The dreaded belly bloat can be a real issue if you’ve been working hard and want to feel the effects all over your body. It can bring on a real downer but there are changes you can make to help banish the bloat for good.
Bloat is unique to the individual and there is very rarely one single specific cause. It is usually a combination of lifestyle, habits and sometimes food sensitivities or allergies.
Overeating can cause bloating and eating too fast will also make you feel uncomfortable and swollen.
Strangely, working out can be a cause of bloat, especially if you’re returning to or trying exercise for the first time. When you exercise your body enters a stressful state which triggers the release of cortisol which in turn disturbs the fluids within your body, causing it to retain water which contributes to that bloated feeling. A couple of weeks and this should be gone as your body is used to the new routine.
Bloating can be indicative of a range of medical problems too so if you are worried you should visit your GP for a full examination, especially if you experience pain alongside the bloat.
The golden rule is never to drink on an empty stomach. Also avoid carbonated alcoholic drinks and stick to low-alcohol wines and spirit mixers to help keep the bloat under control. Remember to keep your water levels up too.
They’re not for everyone but foods which are high in potassium like bananas and beetroot are a great choice for counteracting the water-retaining effects of other foods. They also counteract that exercise-induced bloat.
Salt tastes great but it is your enemy in the fight against the bloat. Cut out salty foods and you will retain less water.

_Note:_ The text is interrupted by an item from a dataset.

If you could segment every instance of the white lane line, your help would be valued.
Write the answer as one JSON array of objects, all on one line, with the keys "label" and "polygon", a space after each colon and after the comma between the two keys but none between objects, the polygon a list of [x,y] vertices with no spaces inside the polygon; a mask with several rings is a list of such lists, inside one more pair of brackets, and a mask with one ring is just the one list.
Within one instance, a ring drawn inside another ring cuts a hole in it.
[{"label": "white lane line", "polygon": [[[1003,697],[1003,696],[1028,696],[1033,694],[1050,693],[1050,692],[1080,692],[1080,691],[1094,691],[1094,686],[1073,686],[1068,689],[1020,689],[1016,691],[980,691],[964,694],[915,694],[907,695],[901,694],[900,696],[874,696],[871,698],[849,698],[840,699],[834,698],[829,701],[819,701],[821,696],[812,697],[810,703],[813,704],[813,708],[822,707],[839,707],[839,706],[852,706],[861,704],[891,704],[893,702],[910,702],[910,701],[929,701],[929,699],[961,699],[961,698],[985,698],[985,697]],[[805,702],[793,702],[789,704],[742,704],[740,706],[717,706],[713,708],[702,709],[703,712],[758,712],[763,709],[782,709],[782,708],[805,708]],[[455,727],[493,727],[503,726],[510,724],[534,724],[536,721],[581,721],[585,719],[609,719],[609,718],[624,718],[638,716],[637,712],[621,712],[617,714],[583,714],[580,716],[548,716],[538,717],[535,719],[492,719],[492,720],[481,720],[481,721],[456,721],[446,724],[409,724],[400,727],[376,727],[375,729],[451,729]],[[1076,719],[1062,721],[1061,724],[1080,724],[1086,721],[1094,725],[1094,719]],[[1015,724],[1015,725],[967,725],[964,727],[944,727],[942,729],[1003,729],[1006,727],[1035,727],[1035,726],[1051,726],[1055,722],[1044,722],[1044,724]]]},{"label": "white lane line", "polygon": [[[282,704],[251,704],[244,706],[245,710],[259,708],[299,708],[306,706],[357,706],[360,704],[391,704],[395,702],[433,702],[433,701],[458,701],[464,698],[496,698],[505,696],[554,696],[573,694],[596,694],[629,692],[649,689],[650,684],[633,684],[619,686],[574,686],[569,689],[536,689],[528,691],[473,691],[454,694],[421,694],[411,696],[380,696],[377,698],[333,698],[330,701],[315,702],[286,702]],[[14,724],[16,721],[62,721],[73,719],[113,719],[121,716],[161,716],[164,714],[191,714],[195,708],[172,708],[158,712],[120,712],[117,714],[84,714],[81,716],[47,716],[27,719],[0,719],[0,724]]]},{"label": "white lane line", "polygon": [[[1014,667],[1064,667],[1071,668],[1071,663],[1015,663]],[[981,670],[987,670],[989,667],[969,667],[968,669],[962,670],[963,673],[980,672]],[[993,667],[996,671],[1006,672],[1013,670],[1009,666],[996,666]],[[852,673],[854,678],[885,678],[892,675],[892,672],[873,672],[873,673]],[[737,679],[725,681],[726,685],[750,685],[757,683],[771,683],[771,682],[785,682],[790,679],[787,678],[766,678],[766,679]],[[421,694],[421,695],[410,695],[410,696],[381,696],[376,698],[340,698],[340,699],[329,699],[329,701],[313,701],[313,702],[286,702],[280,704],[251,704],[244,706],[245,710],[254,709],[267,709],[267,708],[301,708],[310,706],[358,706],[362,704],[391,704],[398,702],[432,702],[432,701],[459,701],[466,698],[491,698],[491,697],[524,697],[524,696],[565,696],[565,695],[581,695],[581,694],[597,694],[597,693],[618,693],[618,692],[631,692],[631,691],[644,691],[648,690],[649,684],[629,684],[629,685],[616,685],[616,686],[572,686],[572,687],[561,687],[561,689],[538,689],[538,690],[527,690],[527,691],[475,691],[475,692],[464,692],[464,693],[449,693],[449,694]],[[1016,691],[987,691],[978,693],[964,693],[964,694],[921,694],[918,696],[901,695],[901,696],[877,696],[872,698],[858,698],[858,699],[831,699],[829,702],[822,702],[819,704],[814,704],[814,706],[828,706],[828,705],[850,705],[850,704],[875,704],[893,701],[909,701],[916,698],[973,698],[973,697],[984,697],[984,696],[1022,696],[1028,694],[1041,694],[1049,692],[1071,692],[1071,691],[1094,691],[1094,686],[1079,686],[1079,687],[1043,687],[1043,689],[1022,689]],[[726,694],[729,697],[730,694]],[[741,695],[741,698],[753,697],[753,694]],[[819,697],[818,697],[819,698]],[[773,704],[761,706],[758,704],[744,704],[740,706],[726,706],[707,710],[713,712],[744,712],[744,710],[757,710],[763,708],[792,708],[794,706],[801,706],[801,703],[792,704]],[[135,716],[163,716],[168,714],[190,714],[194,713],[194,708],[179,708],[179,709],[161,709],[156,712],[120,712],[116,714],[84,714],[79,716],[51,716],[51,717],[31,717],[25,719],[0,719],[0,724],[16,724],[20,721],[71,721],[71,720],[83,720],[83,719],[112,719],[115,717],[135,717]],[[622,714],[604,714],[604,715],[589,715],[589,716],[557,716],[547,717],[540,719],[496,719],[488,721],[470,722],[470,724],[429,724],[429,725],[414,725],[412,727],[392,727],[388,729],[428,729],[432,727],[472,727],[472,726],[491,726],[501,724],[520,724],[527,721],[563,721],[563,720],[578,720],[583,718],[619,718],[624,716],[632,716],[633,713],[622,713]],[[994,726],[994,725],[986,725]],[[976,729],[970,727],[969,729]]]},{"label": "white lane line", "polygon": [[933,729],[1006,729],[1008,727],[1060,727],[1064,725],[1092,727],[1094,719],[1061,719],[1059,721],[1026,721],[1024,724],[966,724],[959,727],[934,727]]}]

Overeating is probably the most common cause of bloating, so start with smaller portion sizes if you find you are uncomfortable after eating. Try to stop eating before you are full - it is good practice to walk away from the table feeling like you could eat just that little bit more.
Eating rich and fatty foods can also make your body uncomfortable and feel overloaded.
Eating too fast can result in you swallowing more air and the bloat increasing.
A balance of good and bad bacteria in your gut will help to keep that bloat at bay. Imbalance can cause pain as well as bloating and therefore consider adding probiotics to your diet, to see if they help to minimise the bloat. Refined carbs can also result in imbalance so switch to slower-releasing whole-wheat alternatives if you can and your body will thank you.
Research has continually found links between digestive health and stress. Avoiding stresses in whatever way works for you, whether that’s exercising or a deep, indulgent bubble bath, is one way of helping to minimise any bloating.
Try following these tips and see if you can deflate yourself for good!